I didn't understand. I think he just change y to x and change x to y
this reminds me of the Stirling approximation
1:31 to 6:24 - a much simpler way of doing all of that would be the integral of something from a to a+1 = (integral of same function from 1 to a+1) - (integral of same function from 1 to a), and then substitute the terms, then use the fact the gamma function has the same value at 0 and at 1 to line up everything.
substitute what terms?
Interesting how the square root of 2pi shows up in the answer. I wonder if this has got something to do with Stirling’s approximation…?
As you can switch the two integrals around, I think you can also switch limits and integrals, meaning you could probably replace Gamma(x) by Stirlings approximation, and pull the limit outside (ln is continuous).
I think it's just because you get that a lot from the Gamma function (see Wallis product). So it's more so a different symptom of the same thing.
12:26
that's actually a really neat integral problem. i enjoyed that the most in a while
Or more directly, substitute x by x+a, use Feynman trick to derive the integral in respect to a, then integrate within the integral in respect to x to get log(gamma(a+1)/gamma(a))=log(a).

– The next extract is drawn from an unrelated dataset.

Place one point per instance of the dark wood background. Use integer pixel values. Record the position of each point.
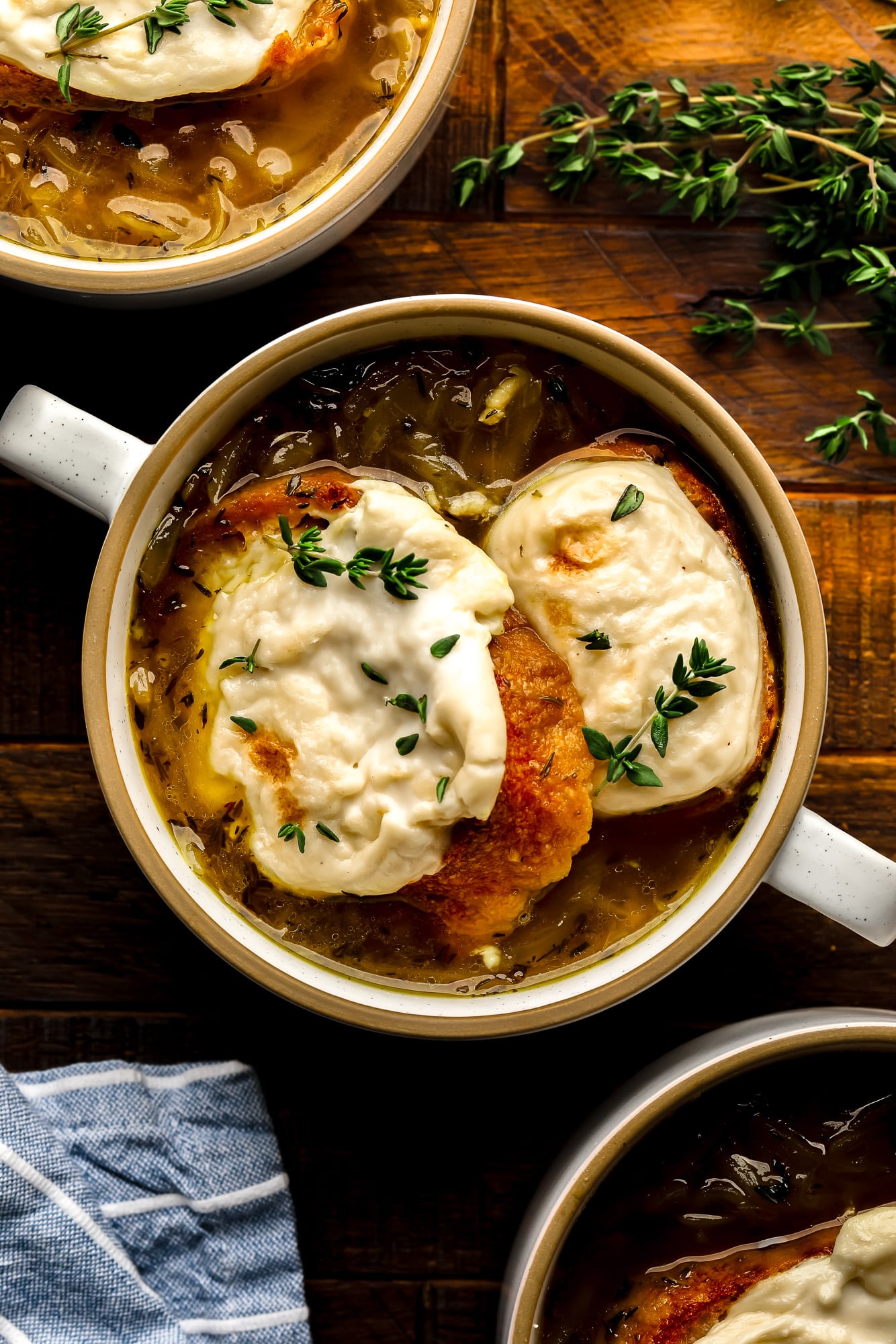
(413, 1161)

Integrate to get back thrle original integral to get alog(a) - a + c.
Constant c is defined when a=0 which is a known integral that can be solved using inversion formula of the gamma function.
Michael, just wanted to ask when the Math Major videos will continue?
for a = 2 the value is 1.61, close to the value of i in the integral of (1 / ((1 + x power i) power i)) dx on 0 to infinity (which you did earlier) in power 2/3, as if it were the Kepler's law for the lunar ellipse axis' libration. So this Raabe integral is a measure of temporal distance between the two subsequent harmonics of the lunar librations showing up over time (but quite a long time, several centuries).
Doesn't this only show its true for a>=1, and still need to be done for the case: 0
رائع جدا كالعادة
It should be a*ln(a)-a = Integral(ln(y)dy) from 0 to a. The limit of y*ln(y)-y -> 0 when y->0.
Isn't that method also called Feynman's trick ? Or am I getting confused ?
Yes, euivalent more or less.
Don't you love symmetric functions?
Raabe 4K
On the thumbnail, it says “Rabbe’s Formula”, not “Raabe’s Formula”. it’s probably a mistake
V good
Is that how you pronounce Raabe? I've been saying Ra-bay for a while 😅
Raabe was Swiss so it's probably more like "Rah-buh"
You are difficult teacher you jumping the steps of the solution not algorithmize the steps
It is better for you to watch how math 505 develops his solutions
As a huge fan of both Penn and maths505, I personally don't see either of them "jumping the steps" harder than the other, it's just that they use different methods (I can't recall maths505 ever using pictures for switching up double integrals, or using many double integrals at all) and sometimes assume different prerequesites, which is fine.